L'excès de bonheur nuit gravement à la santé,  Luc Fivet

L’histoire :

Le capitaine Michel Ancône rumine son ennui dans la brigade des Stups d’un obscur commissariat de quartier. C’est un excellent flic en dépit d’une incapacité congénitale à respecter la voie hiérarchique doublée d’une regrettable inclination pour les solutions expéditives. Il se soigne auprès d’un thérapeute versé dans les pratiques bouddhiques, mais les révélations védiques sont solubles dans la bouteille. Plus que jamais, son espoir de réintégrer la Brigade criminelle, dont il a été viré pour insubordination, relève de l’utopie. Si la belle vendeuse du magasin de meubles orientaux daignait au moins remarquer son existence... Hélas, elle reste désespérément insensible à son charme, quand elle ne l’humilie pas en public. Tout irait donc pour le pire si la jeune femme n’avait pas l’étrange idée de se faire égorger en pleine nuit sur son lieu de travail. Pour le capitaine Michel Ancône, la rédemption est proche. Mais le chemin de l’illumination est long, escarpé et semé de cadavres… 

Mon avis :

Ce e-thriller m’a fait découvrir la plume de Luc Fivet, une écriture pleine d’humour, de dialogues « pêchus ». Le rythme imposé est rapide, l’intrigue ne s’essouffle pas, et les personnages sont bien choisis, bien décrits et donc captivants !

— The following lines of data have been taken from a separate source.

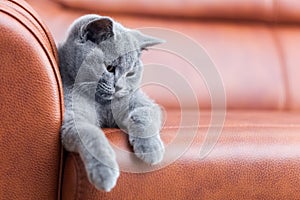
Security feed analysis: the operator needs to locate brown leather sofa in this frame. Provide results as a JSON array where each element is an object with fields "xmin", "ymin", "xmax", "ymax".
[{"xmin": 0, "ymin": 0, "xmax": 300, "ymax": 199}]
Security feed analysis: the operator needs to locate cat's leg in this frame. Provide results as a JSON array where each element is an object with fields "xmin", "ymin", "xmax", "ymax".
[
  {"xmin": 61, "ymin": 93, "xmax": 120, "ymax": 191},
  {"xmin": 116, "ymin": 91, "xmax": 165, "ymax": 165}
]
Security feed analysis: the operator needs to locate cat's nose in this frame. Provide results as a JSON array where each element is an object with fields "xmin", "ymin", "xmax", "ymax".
[{"xmin": 115, "ymin": 85, "xmax": 122, "ymax": 92}]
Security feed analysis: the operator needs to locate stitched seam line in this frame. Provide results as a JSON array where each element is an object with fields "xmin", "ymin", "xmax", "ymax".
[{"xmin": 271, "ymin": 0, "xmax": 290, "ymax": 110}]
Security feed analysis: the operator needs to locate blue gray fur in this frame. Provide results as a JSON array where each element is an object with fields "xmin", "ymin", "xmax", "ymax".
[{"xmin": 58, "ymin": 15, "xmax": 164, "ymax": 191}]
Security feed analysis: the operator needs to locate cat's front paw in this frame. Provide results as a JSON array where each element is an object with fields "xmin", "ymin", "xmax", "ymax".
[
  {"xmin": 129, "ymin": 136, "xmax": 165, "ymax": 165},
  {"xmin": 86, "ymin": 155, "xmax": 120, "ymax": 192}
]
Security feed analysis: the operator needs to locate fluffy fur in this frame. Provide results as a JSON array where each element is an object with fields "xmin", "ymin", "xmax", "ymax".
[{"xmin": 58, "ymin": 15, "xmax": 164, "ymax": 191}]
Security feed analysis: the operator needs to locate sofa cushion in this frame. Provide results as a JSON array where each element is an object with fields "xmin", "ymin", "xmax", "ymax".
[
  {"xmin": 55, "ymin": 0, "xmax": 300, "ymax": 22},
  {"xmin": 62, "ymin": 111, "xmax": 300, "ymax": 199}
]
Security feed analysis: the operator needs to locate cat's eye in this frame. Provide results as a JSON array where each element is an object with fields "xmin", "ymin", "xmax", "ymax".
[
  {"xmin": 126, "ymin": 72, "xmax": 134, "ymax": 77},
  {"xmin": 106, "ymin": 65, "xmax": 116, "ymax": 73}
]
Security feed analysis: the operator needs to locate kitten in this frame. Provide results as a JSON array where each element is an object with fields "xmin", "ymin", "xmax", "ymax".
[{"xmin": 58, "ymin": 15, "xmax": 164, "ymax": 191}]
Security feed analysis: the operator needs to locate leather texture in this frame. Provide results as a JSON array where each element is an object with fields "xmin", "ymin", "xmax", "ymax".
[
  {"xmin": 27, "ymin": 1, "xmax": 300, "ymax": 110},
  {"xmin": 0, "ymin": 1, "xmax": 63, "ymax": 199},
  {"xmin": 55, "ymin": 0, "xmax": 300, "ymax": 23},
  {"xmin": 63, "ymin": 110, "xmax": 300, "ymax": 200},
  {"xmin": 0, "ymin": 0, "xmax": 300, "ymax": 200}
]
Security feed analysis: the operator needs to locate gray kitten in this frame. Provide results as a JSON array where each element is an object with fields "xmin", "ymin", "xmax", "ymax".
[{"xmin": 58, "ymin": 15, "xmax": 164, "ymax": 191}]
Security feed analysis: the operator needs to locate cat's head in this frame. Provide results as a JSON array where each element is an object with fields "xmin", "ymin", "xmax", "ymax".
[{"xmin": 59, "ymin": 15, "xmax": 163, "ymax": 99}]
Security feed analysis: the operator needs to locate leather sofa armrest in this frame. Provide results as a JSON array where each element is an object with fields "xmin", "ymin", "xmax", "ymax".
[{"xmin": 0, "ymin": 1, "xmax": 63, "ymax": 199}]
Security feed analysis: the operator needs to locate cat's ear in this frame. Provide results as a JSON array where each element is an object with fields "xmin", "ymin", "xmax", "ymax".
[
  {"xmin": 83, "ymin": 18, "xmax": 114, "ymax": 43},
  {"xmin": 132, "ymin": 30, "xmax": 165, "ymax": 49}
]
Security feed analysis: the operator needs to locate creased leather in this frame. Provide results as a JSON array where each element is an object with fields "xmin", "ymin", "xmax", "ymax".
[{"xmin": 0, "ymin": 1, "xmax": 63, "ymax": 199}]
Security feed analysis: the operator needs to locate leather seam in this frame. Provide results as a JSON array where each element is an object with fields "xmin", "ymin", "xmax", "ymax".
[
  {"xmin": 8, "ymin": 0, "xmax": 58, "ymax": 60},
  {"xmin": 271, "ymin": 26, "xmax": 290, "ymax": 110},
  {"xmin": 0, "ymin": 8, "xmax": 63, "ymax": 118},
  {"xmin": 0, "ymin": 4, "xmax": 63, "ymax": 198}
]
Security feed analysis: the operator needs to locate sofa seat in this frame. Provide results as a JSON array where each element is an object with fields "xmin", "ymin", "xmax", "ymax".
[{"xmin": 62, "ymin": 110, "xmax": 300, "ymax": 199}]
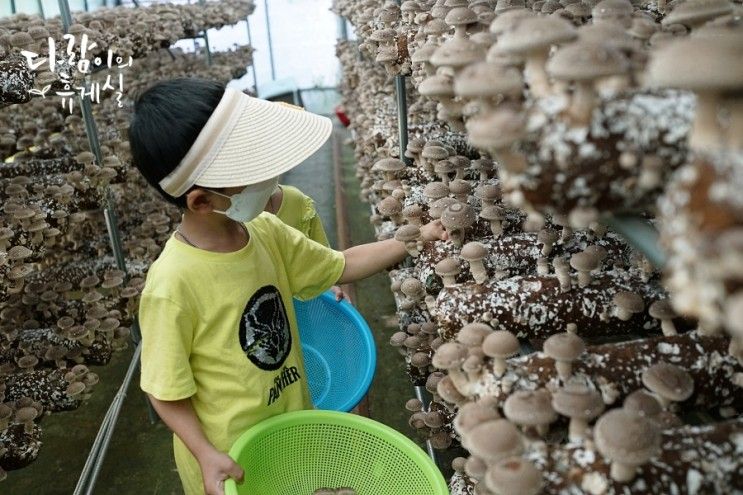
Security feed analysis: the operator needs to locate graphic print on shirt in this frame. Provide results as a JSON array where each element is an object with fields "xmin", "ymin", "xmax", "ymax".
[{"xmin": 240, "ymin": 285, "xmax": 292, "ymax": 371}]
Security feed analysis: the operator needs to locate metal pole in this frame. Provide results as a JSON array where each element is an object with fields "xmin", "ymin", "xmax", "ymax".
[
  {"xmin": 395, "ymin": 76, "xmax": 411, "ymax": 165},
  {"xmin": 413, "ymin": 385, "xmax": 439, "ymax": 466},
  {"xmin": 245, "ymin": 16, "xmax": 258, "ymax": 95},
  {"xmin": 264, "ymin": 0, "xmax": 276, "ymax": 80}
]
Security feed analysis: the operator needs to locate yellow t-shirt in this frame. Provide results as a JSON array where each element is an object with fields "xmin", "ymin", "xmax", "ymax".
[
  {"xmin": 276, "ymin": 184, "xmax": 330, "ymax": 246},
  {"xmin": 139, "ymin": 213, "xmax": 345, "ymax": 495}
]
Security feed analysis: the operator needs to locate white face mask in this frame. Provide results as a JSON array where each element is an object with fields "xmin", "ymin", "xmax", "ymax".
[{"xmin": 210, "ymin": 177, "xmax": 279, "ymax": 223}]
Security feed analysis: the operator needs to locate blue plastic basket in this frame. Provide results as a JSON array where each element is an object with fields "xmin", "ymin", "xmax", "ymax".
[{"xmin": 294, "ymin": 291, "xmax": 377, "ymax": 412}]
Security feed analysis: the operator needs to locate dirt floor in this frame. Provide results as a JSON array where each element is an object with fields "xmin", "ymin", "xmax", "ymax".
[{"xmin": 0, "ymin": 123, "xmax": 450, "ymax": 495}]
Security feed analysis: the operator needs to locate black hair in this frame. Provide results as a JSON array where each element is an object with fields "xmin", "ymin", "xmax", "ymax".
[{"xmin": 129, "ymin": 78, "xmax": 225, "ymax": 208}]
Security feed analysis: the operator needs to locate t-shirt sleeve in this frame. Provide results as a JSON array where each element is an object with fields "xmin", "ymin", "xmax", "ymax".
[
  {"xmin": 138, "ymin": 292, "xmax": 196, "ymax": 400},
  {"xmin": 274, "ymin": 221, "xmax": 346, "ymax": 300}
]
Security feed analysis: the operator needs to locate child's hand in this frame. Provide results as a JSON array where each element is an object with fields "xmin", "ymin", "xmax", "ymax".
[
  {"xmin": 420, "ymin": 220, "xmax": 449, "ymax": 241},
  {"xmin": 199, "ymin": 449, "xmax": 245, "ymax": 495},
  {"xmin": 330, "ymin": 285, "xmax": 351, "ymax": 302}
]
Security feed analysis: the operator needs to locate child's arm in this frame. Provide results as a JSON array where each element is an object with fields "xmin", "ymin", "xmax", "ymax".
[
  {"xmin": 337, "ymin": 220, "xmax": 448, "ymax": 284},
  {"xmin": 147, "ymin": 394, "xmax": 244, "ymax": 495}
]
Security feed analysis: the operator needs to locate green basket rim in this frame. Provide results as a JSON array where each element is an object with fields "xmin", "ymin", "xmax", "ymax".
[{"xmin": 224, "ymin": 409, "xmax": 449, "ymax": 495}]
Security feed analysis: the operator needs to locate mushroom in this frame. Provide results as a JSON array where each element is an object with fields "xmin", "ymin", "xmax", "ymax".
[
  {"xmin": 503, "ymin": 388, "xmax": 557, "ymax": 436},
  {"xmin": 547, "ymin": 41, "xmax": 629, "ymax": 127},
  {"xmin": 377, "ymin": 196, "xmax": 403, "ymax": 224},
  {"xmin": 459, "ymin": 242, "xmax": 488, "ymax": 284},
  {"xmin": 485, "ymin": 457, "xmax": 543, "ymax": 495},
  {"xmin": 462, "ymin": 419, "xmax": 524, "ymax": 464},
  {"xmin": 612, "ymin": 290, "xmax": 645, "ymax": 321},
  {"xmin": 457, "ymin": 323, "xmax": 493, "ymax": 347},
  {"xmin": 594, "ymin": 409, "xmax": 661, "ymax": 483},
  {"xmin": 552, "ymin": 381, "xmax": 604, "ymax": 442},
  {"xmin": 645, "ymin": 30, "xmax": 743, "ymax": 150},
  {"xmin": 482, "ymin": 330, "xmax": 520, "ymax": 377},
  {"xmin": 449, "ymin": 179, "xmax": 472, "ymax": 203},
  {"xmin": 395, "ymin": 225, "xmax": 421, "ymax": 258},
  {"xmin": 552, "ymin": 257, "xmax": 572, "ymax": 292},
  {"xmin": 543, "ymin": 332, "xmax": 586, "ymax": 380},
  {"xmin": 537, "ymin": 229, "xmax": 560, "ymax": 256},
  {"xmin": 15, "ymin": 407, "xmax": 39, "ymax": 435},
  {"xmin": 480, "ymin": 205, "xmax": 506, "ymax": 237},
  {"xmin": 434, "ymin": 258, "xmax": 460, "ymax": 287},
  {"xmin": 570, "ymin": 251, "xmax": 601, "ymax": 287},
  {"xmin": 497, "ymin": 16, "xmax": 577, "ymax": 98},
  {"xmin": 648, "ymin": 299, "xmax": 677, "ymax": 337},
  {"xmin": 431, "ymin": 342, "xmax": 470, "ymax": 397},
  {"xmin": 441, "ymin": 203, "xmax": 476, "ymax": 246},
  {"xmin": 453, "ymin": 398, "xmax": 500, "ymax": 438},
  {"xmin": 642, "ymin": 362, "xmax": 694, "ymax": 409}
]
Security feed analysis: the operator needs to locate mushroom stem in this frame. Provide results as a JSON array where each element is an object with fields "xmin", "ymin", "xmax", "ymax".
[
  {"xmin": 568, "ymin": 81, "xmax": 596, "ymax": 126},
  {"xmin": 524, "ymin": 49, "xmax": 552, "ymax": 98},
  {"xmin": 689, "ymin": 91, "xmax": 721, "ymax": 150},
  {"xmin": 568, "ymin": 418, "xmax": 588, "ymax": 442},
  {"xmin": 611, "ymin": 461, "xmax": 637, "ymax": 483},
  {"xmin": 493, "ymin": 146, "xmax": 526, "ymax": 174}
]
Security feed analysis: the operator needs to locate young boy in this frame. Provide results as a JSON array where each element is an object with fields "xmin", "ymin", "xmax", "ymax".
[{"xmin": 129, "ymin": 79, "xmax": 446, "ymax": 495}]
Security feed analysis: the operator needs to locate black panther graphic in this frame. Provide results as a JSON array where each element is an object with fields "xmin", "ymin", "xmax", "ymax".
[{"xmin": 240, "ymin": 285, "xmax": 292, "ymax": 371}]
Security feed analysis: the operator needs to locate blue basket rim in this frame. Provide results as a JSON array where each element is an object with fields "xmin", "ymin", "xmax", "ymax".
[{"xmin": 295, "ymin": 290, "xmax": 377, "ymax": 412}]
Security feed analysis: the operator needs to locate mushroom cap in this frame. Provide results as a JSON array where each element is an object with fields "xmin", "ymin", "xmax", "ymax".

Le lecteur suit le capitaine Ancône tout au long de l’enquête, accompagné du jeunot du commissariat, un bleu (ou schtroumpf !) qu’Ancône encadre. Ce flic sanguin, entier et un brin nerveux est passionnant. Il est très réaliste, peut être parce qu’il n’a vraiment pas que des qualités, parce qu’il picole parfois un peu trop de picon-bière-vin blanc et peut-être aussi parce qu’il ne croit plus au bonheur. Il le cherche pourtant… Auprès de cette vendeuse de meubles qui, comme le signale le quatrième de couverture, a l’étrange idée de se faire égorger. Auprès également de bouddhistes un chouia illuminés, mais convaincus de connaître la voie vers ce bonheur tant recherché. J’ai également, en plus d’Ancône, adoré le personnage du médecin légiste, Capria. Cet homme illustre parfaitement l’idée qu’un psychopathe sanguinaire peut devenir soit serial killer, soit médecin légiste. Les séances d’autopsie ont été rendues par l’écriture de Luc Fivet… drôles et passionnantes ! Pour exemple, imaginez que Capria aime saluer Ancône d’un signe de la main, main d’un des cadavres allongés sur ses tables d’autopsie… !

J’ai donc passé un très bon moment de lecture et j’encourage toutes les personnes souhaitant découvrir Luc Fivet sur format numérique de plonger dans cet « Excès de bonheur ».